Buyer Beware: Bargaining and Shopping in China
2010-06-13China travel Guide
Whenever we go traveling overseas, we always want to take a little piece of that country home, something that goes beyond the two-dimensions of a photograph. You may just be looking something to give your close friend of relative, or perhaps something a bit more extravagant for ourselves. Irrespective of your goal or expectation, it pays to take care especially in Asia when bargain-hunting.
Grabbing something of the cheap is a great feeling; coming from a western country, it's always great to know that when you're in China, nothing is set in stone and the price of many items can ebb and flow like a length of Chinese silk. However, before throw our hand up and rejoice that the bargains are ours for the taking, we need to accept a fundamental reality: shopkeepers by and large are a lot smarter than us. Typically when shopping in a commercial marketplace in a major city, expect prices to be inflated by 1-200%, if you can knock 50-75% off the starting price, then you've already done very well.
The well known secrets to bargaining well, especially when language is a barrier, is effective body-language; initially alerting the shopkeeper to your interest in item, perhaps asking how much it costs, and then upon here the price withdraw and act aloof. It most likely that upon your withdrawal that the shopkeeper will ask what you consider a fair price to be, the ball is now in your court, pick a price and then stick to it, don't let your heart rule your head, the more weakness and flexibility you show, the more likely you're not going to get the price you want. Crucially don't get too emotional, just remind yourself than there are 20 other stores that will sell the same thing. Furthermore, never display your money until you've decided on a price. If many markets shopkeepers will try and give you change in the form of postcards or other low-value items, make sure you get the right amount of change; you may not even realize you've been had until you're well out of the store.
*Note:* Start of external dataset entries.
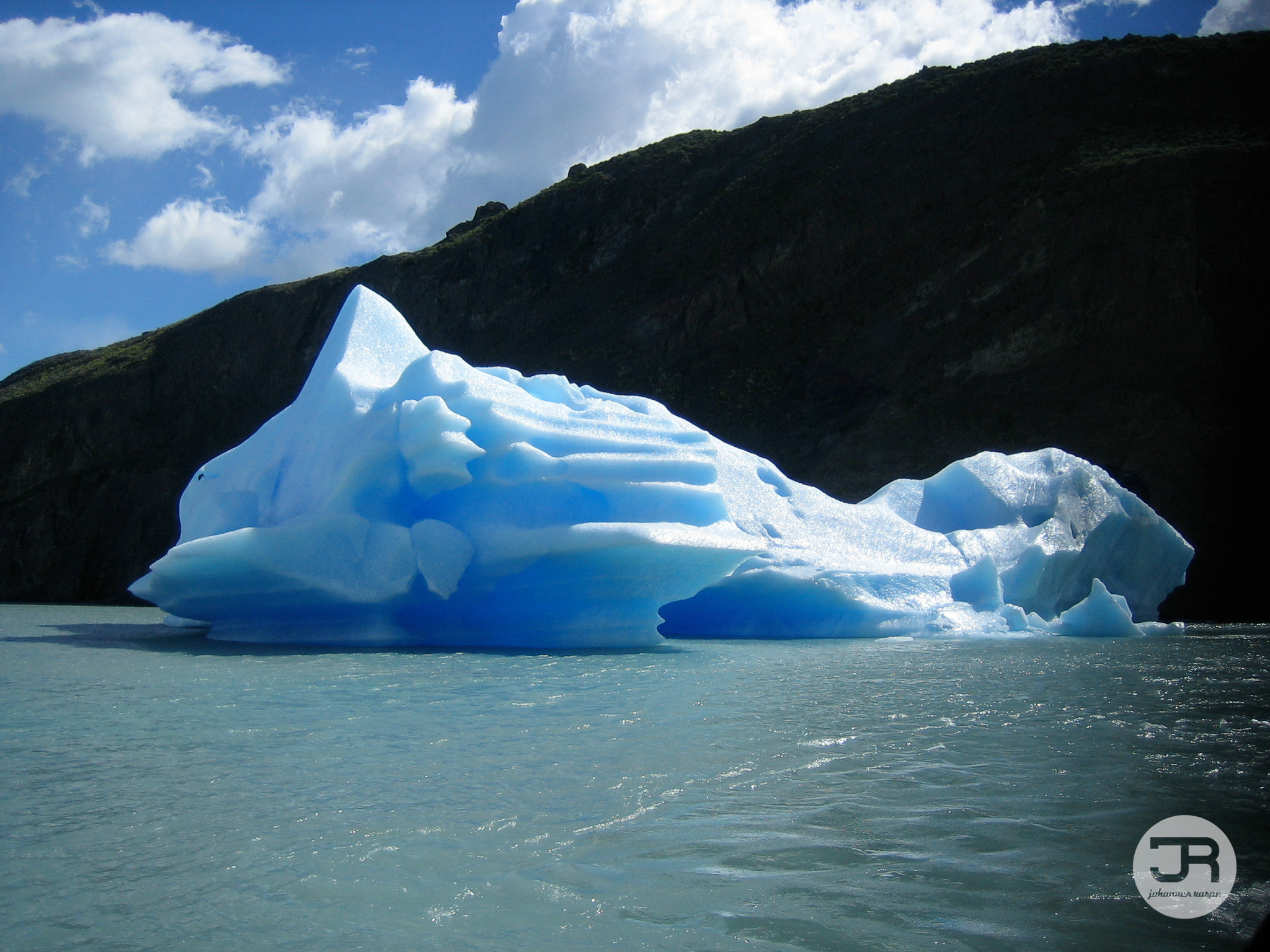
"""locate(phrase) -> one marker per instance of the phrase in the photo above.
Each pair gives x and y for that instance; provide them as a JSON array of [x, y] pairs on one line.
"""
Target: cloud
[[575, 81], [20, 183], [358, 58], [192, 235], [358, 188], [115, 82], [70, 263], [1235, 17], [93, 218]]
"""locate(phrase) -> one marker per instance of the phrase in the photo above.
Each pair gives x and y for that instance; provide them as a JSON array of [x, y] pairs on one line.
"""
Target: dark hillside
[[1060, 247]]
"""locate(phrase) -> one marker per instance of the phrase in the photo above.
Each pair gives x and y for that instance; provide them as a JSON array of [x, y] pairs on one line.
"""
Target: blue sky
[[158, 157]]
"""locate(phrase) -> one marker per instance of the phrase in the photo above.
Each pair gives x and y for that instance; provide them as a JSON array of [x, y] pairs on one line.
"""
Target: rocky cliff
[[1059, 247]]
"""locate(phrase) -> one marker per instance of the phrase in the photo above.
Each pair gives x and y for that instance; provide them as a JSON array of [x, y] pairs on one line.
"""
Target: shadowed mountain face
[[1061, 247]]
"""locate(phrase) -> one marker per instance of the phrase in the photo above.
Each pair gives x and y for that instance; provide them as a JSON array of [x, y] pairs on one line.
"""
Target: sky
[[158, 157]]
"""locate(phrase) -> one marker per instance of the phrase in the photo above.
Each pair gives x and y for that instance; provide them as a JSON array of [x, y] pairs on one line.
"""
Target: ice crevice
[[407, 498]]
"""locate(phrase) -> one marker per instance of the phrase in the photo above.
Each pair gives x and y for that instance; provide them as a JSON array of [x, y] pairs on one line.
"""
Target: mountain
[[1057, 247]]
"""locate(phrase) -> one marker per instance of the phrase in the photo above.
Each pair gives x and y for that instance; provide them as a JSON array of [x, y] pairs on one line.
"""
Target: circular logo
[[1184, 867]]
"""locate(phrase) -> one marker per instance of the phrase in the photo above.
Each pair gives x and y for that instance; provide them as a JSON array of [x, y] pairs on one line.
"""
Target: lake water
[[162, 791]]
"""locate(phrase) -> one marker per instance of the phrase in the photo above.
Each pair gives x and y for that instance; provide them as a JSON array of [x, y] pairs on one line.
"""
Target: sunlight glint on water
[[171, 792]]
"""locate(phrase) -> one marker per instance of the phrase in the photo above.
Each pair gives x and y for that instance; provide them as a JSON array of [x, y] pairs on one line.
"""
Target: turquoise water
[[162, 791]]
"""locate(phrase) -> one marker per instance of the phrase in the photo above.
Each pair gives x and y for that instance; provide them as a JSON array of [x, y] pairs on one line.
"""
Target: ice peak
[[367, 348]]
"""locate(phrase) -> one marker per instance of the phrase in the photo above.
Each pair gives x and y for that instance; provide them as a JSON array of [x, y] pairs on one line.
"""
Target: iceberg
[[408, 498]]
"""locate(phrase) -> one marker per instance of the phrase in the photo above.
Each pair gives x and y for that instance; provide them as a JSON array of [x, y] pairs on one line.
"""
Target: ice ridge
[[407, 498]]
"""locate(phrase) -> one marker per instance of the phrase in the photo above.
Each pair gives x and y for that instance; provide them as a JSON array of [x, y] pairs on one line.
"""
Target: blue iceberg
[[407, 498]]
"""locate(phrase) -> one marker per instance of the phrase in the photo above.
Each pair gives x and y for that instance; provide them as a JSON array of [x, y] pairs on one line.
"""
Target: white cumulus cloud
[[575, 81], [93, 218], [1236, 17], [360, 188], [116, 83], [192, 235]]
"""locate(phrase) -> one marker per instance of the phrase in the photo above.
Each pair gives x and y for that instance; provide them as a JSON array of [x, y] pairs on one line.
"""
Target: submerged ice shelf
[[407, 498]]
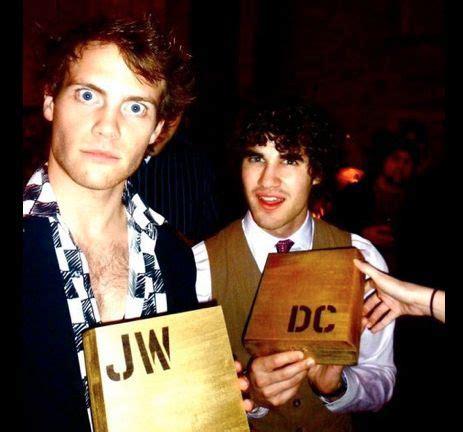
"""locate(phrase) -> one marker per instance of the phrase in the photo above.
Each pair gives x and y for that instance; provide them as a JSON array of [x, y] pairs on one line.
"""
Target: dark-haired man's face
[[398, 167], [277, 188]]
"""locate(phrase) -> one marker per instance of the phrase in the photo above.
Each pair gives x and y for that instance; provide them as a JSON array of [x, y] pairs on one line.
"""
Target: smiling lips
[[269, 201], [101, 156]]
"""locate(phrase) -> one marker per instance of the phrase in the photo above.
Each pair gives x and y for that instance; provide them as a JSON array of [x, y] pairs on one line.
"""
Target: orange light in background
[[348, 175]]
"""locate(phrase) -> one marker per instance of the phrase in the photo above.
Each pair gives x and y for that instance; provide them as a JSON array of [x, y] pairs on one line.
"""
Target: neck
[[90, 213]]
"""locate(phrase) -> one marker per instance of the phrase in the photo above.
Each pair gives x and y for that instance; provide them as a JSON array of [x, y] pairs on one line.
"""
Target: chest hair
[[109, 267]]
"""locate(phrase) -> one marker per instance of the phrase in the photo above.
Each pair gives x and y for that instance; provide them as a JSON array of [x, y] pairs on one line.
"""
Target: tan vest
[[235, 278]]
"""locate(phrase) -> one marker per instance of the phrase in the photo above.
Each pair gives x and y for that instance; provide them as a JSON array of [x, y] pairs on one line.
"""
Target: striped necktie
[[284, 246]]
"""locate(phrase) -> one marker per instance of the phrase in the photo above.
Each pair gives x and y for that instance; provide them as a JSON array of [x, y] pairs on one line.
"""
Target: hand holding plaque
[[311, 302]]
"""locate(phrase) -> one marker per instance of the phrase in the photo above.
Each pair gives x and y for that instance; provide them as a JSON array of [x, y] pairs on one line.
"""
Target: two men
[[285, 149]]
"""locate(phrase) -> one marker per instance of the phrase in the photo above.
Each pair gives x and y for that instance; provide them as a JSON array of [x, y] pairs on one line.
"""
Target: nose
[[107, 123], [269, 176]]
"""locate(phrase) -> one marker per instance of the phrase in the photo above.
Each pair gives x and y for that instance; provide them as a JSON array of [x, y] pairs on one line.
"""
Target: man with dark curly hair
[[285, 149], [93, 252]]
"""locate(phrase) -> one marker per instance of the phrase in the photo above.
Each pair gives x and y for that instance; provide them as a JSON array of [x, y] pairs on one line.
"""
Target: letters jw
[[154, 349]]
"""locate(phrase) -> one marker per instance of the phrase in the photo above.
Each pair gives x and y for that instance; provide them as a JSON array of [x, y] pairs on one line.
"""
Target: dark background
[[373, 64]]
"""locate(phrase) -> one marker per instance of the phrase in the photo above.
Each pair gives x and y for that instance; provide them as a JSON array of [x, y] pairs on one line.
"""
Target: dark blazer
[[50, 387]]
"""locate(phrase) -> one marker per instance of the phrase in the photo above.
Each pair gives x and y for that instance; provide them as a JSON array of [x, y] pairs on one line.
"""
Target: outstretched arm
[[394, 298]]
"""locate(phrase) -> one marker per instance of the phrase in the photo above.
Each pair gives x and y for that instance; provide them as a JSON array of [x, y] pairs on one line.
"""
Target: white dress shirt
[[370, 383]]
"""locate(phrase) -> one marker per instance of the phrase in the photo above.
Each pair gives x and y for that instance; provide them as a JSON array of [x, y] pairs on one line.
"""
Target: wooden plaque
[[309, 301], [168, 373]]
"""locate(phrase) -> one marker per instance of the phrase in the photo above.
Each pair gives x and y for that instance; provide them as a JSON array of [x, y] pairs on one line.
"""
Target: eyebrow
[[249, 152], [127, 98]]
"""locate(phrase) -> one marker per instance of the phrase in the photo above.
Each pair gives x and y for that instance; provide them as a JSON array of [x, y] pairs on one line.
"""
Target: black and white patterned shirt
[[146, 291]]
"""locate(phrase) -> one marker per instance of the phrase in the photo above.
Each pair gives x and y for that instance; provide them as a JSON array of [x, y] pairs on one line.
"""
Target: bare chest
[[109, 275]]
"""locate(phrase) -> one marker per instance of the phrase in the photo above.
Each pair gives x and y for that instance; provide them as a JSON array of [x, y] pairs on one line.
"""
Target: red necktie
[[284, 246]]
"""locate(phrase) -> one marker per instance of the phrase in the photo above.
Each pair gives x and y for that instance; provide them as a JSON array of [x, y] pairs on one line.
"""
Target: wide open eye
[[86, 95], [134, 108]]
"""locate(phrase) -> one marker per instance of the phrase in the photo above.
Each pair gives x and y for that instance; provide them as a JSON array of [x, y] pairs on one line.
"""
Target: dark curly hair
[[296, 126], [146, 49]]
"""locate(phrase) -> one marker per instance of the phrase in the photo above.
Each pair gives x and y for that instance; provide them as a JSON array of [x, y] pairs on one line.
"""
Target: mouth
[[269, 201], [101, 156]]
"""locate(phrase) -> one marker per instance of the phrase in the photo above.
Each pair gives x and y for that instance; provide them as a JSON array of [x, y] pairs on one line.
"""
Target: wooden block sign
[[309, 301], [168, 373]]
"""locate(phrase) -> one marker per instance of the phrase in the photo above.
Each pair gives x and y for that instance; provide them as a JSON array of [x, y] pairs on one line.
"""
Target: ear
[[48, 107], [157, 131]]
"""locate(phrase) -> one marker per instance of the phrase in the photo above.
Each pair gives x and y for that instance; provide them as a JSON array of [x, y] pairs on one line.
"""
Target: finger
[[284, 374], [387, 319], [248, 405], [371, 304], [275, 361], [272, 391], [379, 313], [283, 397], [243, 383], [238, 366]]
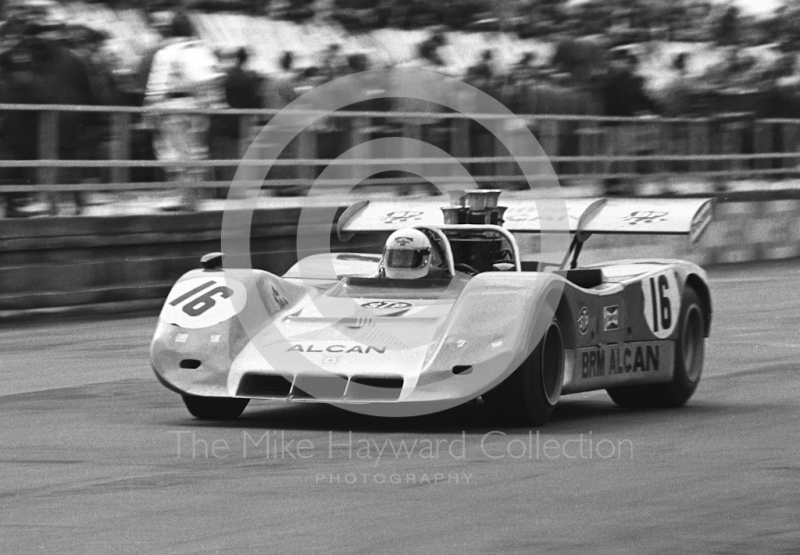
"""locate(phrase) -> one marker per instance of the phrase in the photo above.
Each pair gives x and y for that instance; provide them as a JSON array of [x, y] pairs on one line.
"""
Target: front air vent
[[375, 388], [319, 387], [264, 386]]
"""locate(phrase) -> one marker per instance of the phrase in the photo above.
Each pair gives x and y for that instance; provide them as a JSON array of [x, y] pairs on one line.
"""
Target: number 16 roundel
[[203, 302], [662, 303]]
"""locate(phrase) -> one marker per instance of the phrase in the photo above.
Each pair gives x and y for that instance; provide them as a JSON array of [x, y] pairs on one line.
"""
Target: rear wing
[[651, 216]]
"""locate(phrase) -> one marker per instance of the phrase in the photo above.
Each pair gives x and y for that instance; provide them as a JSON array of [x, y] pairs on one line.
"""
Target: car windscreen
[[360, 287]]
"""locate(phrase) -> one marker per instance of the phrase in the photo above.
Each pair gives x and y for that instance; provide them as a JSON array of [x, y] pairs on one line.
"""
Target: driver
[[407, 255]]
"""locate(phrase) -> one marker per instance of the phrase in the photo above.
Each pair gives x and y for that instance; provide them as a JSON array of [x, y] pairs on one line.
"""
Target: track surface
[[90, 460]]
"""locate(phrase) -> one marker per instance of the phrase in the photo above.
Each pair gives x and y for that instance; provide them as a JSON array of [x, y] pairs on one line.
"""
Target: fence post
[[120, 145], [588, 139], [762, 143], [791, 137], [412, 130], [699, 139], [48, 150], [246, 125], [307, 150]]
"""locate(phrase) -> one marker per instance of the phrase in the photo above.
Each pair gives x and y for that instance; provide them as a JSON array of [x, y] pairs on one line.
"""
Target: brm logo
[[390, 305]]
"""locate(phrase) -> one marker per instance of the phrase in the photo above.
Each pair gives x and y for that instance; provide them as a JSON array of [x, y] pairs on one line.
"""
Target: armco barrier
[[82, 264]]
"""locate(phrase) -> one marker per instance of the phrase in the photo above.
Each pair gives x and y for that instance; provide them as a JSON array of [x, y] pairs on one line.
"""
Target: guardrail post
[[48, 150], [790, 133], [411, 130], [120, 145], [589, 136], [459, 137], [762, 144], [505, 169], [307, 150], [246, 128], [699, 138]]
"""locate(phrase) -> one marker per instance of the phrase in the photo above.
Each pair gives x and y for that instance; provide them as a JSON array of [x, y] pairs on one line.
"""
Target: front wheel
[[689, 356], [529, 395], [215, 408]]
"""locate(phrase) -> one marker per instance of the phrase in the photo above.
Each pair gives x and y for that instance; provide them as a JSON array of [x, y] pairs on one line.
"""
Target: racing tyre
[[215, 408], [527, 397], [689, 355]]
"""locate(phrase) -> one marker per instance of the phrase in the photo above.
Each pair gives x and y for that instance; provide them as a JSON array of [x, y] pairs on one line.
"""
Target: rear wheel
[[689, 356], [215, 408], [527, 397]]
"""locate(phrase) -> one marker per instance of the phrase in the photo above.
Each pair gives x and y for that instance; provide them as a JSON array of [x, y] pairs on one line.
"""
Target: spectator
[[183, 76], [242, 88], [333, 63], [623, 95]]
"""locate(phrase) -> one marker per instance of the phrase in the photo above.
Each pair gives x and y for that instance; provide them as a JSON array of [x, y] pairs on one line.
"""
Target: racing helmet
[[407, 255]]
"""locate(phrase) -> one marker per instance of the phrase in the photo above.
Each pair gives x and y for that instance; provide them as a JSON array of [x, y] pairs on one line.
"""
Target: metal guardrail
[[578, 146]]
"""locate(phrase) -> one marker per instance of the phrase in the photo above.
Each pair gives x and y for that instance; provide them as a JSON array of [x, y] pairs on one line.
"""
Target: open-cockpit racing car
[[450, 311]]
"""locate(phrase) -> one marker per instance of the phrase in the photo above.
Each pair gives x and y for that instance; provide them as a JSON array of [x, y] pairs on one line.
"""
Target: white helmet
[[407, 254]]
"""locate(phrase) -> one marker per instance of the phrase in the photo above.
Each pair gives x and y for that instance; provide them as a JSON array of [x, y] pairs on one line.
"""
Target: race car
[[451, 311]]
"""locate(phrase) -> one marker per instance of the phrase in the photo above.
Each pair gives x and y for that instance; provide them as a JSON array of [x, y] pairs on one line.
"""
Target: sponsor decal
[[203, 302], [530, 214], [403, 216], [583, 321], [386, 304], [609, 360], [700, 222], [645, 217], [345, 349], [662, 303], [281, 301], [611, 318]]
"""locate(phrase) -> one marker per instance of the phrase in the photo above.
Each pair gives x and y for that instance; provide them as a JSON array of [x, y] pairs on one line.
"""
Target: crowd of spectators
[[597, 67]]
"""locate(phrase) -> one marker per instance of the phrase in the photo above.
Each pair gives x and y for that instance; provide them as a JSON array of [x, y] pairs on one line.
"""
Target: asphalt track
[[90, 461]]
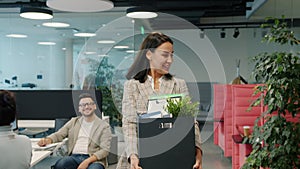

A quick word on the specialty items of electronics and pharmaceuticals. In China over 70% of electronics accessories outside the franchised store are fake; this includes MP3/4, headphones, batteries, speakers, USB keys and often mobile phones. So when purchasing these items, be aware that their lifespan and quality are significantly lower than their more expensive counterparts. A recent report published by the Chinese government has warned about dangerously high exposure to hazardous radiation through usage of counterfeit mobile phones. The same situation applies to medicines and pharmaceuticals which are a lot cheaper and more readily available, while a majority will work and work well. There is a large market in China for the propagation of unreliable pharmaceuticals.